Petworth House in Sussex – a grand pile stuffed with art.

I broke my journey home from my Devon weekend, at one of Sussex’s most distinguished stately homes, Petworth House in, well naturally with posh houses, Petworth – English stately homes tend not to have street numbers and towns are usually named after them, not the other way round.

This mostly 17th. Century mansion has medieval bits as well as Victorian additions and has been a seat for the well-heeled through the bad old days of English history in 1151,  later becoming a 13th Century fortified manor house. Since those days it has been occupied by some of the grandest of English families, including the Earls of Northumberland, the Percy family, who first came over to England with William the Conqueror and his boat loads of thugs. The families since then have handed down their influence from generation to generation, sometimes on the female side, often through an illegitimate line and can be connected to many of the bloodiest events in our history including the Wars of the Roses, the English Civil War and 19th. Century mining. By 1668, when the present building began, the owners of Petworth had mostly stopped fighting and had settled down with their inheritance to be just plain rich.  In 1947, the place was “given” to the National Trust to look after for the nation, us, but the traditional owners are allowed to linger on in the south wing and, presumably, to romp all over the place when the paying visitors go at night.

There are 700 acres of parkland designed between 1751 and 1764 by the greatest of all parkland designers, “Capability” Brown who made a speciality of making artificial plantings look like an idealised Nature. He was so successful that many people now believe that this is what England would look like if it was just left to return to the wild.

It would be forever civilized, quiet and free from intrusive conurbations of common people.

So trees grow exactly where they are told to grow, balancing the view and calming the mind.

Just in case it seemed too natural the owners scattered a few ancient Greek temples just to give the place the feel of its ancient aristocratic heritage.

Actually the elderly oak trees do that anyway – magnificent at their full height with their massive and gnarled trunks that intone permanence in deep centuries old voices.

Inside, there is a lot of old stuff too.

Paintings by Van Dyke, Gainsborough, Reynolds, William Blake, Constable and, of course, Turner who visited the place often in the time of the 3rd Earl of Egremont who supplied the great artist with a studio somewhere upstairs where he did his bit to immortalise the great house.


Petworth by Turner – complete with imaginary fishing vessels.

The sofas aren’t as old but they look very comfortable if bland. Petworth House, at the time of the same 3rd Earl (1751-1837) was a comfortable place not just for artists but for the great man’s fifteen mistresses and their forty odd children. There was a lot of everything going on at Petworth in those days.


The Third Earl of Egremont (1751-1837)

There are paintings all over the many acres of interior walls here but one of the most impressive spaces is the carved room with intricate wood carving by, amongst others, the master of them all, Grinling Gibbons (1648 – 1721).

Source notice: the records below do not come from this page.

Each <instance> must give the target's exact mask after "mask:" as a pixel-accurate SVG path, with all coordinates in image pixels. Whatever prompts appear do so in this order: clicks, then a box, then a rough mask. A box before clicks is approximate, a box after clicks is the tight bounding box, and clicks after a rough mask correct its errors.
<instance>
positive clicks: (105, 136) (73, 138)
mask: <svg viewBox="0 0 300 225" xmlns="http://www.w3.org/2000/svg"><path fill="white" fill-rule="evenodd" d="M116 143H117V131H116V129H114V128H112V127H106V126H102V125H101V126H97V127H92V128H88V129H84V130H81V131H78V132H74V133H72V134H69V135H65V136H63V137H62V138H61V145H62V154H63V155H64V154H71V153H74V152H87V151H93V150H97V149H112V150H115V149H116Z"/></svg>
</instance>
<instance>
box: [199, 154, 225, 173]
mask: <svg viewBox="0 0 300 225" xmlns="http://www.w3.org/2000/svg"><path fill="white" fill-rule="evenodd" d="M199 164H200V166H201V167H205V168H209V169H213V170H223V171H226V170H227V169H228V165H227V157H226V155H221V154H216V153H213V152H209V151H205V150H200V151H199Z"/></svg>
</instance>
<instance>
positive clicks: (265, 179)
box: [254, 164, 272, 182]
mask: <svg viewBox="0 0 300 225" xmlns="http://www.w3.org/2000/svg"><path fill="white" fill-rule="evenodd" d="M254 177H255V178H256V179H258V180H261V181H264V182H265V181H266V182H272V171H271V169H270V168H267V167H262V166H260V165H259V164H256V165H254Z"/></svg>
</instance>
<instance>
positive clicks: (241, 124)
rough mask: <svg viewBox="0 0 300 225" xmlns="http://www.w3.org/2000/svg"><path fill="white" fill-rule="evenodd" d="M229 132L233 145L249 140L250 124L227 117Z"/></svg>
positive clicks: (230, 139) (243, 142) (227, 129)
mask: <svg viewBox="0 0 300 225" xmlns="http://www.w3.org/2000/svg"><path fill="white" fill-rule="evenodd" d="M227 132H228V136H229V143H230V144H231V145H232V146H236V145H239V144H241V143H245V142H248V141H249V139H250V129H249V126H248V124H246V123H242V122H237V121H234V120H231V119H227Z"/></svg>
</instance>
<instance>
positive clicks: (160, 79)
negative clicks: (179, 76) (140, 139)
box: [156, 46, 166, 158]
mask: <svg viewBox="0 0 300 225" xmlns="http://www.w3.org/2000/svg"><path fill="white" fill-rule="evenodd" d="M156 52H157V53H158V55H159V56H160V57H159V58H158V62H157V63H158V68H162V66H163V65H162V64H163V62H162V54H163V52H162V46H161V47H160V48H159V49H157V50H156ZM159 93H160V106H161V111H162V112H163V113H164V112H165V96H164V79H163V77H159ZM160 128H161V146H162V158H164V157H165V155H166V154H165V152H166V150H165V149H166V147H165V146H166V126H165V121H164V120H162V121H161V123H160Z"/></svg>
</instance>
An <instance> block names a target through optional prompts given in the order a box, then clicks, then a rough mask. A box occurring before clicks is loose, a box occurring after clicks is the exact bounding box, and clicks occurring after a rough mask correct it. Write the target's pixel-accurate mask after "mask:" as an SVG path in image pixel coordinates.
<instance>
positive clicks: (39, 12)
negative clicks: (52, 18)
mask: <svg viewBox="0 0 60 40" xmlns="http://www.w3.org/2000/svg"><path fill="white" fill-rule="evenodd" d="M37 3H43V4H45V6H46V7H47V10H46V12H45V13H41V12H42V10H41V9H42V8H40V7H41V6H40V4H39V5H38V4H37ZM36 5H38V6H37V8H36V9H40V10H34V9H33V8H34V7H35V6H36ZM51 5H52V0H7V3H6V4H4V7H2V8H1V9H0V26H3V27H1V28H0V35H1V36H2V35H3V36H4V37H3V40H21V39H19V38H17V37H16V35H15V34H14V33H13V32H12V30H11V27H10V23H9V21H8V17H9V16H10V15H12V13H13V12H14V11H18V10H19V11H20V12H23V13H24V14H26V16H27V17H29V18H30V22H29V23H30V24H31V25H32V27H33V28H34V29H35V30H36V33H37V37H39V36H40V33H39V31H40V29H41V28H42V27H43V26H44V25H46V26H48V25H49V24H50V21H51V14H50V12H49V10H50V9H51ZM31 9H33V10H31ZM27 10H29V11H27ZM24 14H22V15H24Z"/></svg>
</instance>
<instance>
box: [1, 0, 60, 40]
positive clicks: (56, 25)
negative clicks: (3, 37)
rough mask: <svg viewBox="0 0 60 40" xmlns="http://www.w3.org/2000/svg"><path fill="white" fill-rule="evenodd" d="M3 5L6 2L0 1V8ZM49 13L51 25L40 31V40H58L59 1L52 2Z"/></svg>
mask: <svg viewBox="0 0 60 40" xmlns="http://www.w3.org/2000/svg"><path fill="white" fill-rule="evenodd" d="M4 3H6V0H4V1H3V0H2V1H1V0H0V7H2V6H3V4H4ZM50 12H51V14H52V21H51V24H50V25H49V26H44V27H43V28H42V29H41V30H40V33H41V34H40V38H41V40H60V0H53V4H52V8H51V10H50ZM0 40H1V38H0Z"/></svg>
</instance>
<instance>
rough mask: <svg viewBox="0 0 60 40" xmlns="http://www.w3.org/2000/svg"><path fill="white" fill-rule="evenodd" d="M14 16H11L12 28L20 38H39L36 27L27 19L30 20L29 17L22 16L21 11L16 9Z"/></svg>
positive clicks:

Oh yes, and that is King Henry VIII there in the middle.

The marble hall is fine too with its mix of classical and neoclassical statues.

The main dining room has an indigestible surfeit of paintings too – perfect to gaze at when you are seated next to a guest who is boring you to death with tales of the afternoon’s shoot.

If you hadn’t seen enough paintings in the main state rooms then you could still go to the custom built art gallery which is an interesting memorial to how paintings used to be hung – all over the place.

There are plenty of Greek and Roman statues too – some authentic and others the products of admiring 18th and 19th. Century hands – and worth a look if you are not embarrassed by rows of naked people.

This one, the man with his lion,  is a mix of ancient and modern, well neoclassical….a broken statue improved with the addition of missing limbs, head and artifacts.

The real thing is this extraordinary Roman statue, apparently done from the life, of the very badly-behaved Emperor Nero (AD 37 – AD 68) as a boy who looks as if butter wouldn’t melt in his mouth.

If I had to take one work of art with me though – I tried but they saw it sticking out from under my shirt when the alarm went off – it would be this wonderful painting by Claude (1604 – 1682),  Jacob with Rachel and Lear in an imagined Italian landscape. It was Turner’s favourite too, I was told.

It must have been wonderful to be rich and conscience-free in those golden days in Britain’s past but better now, I think, when we can all go and have a look.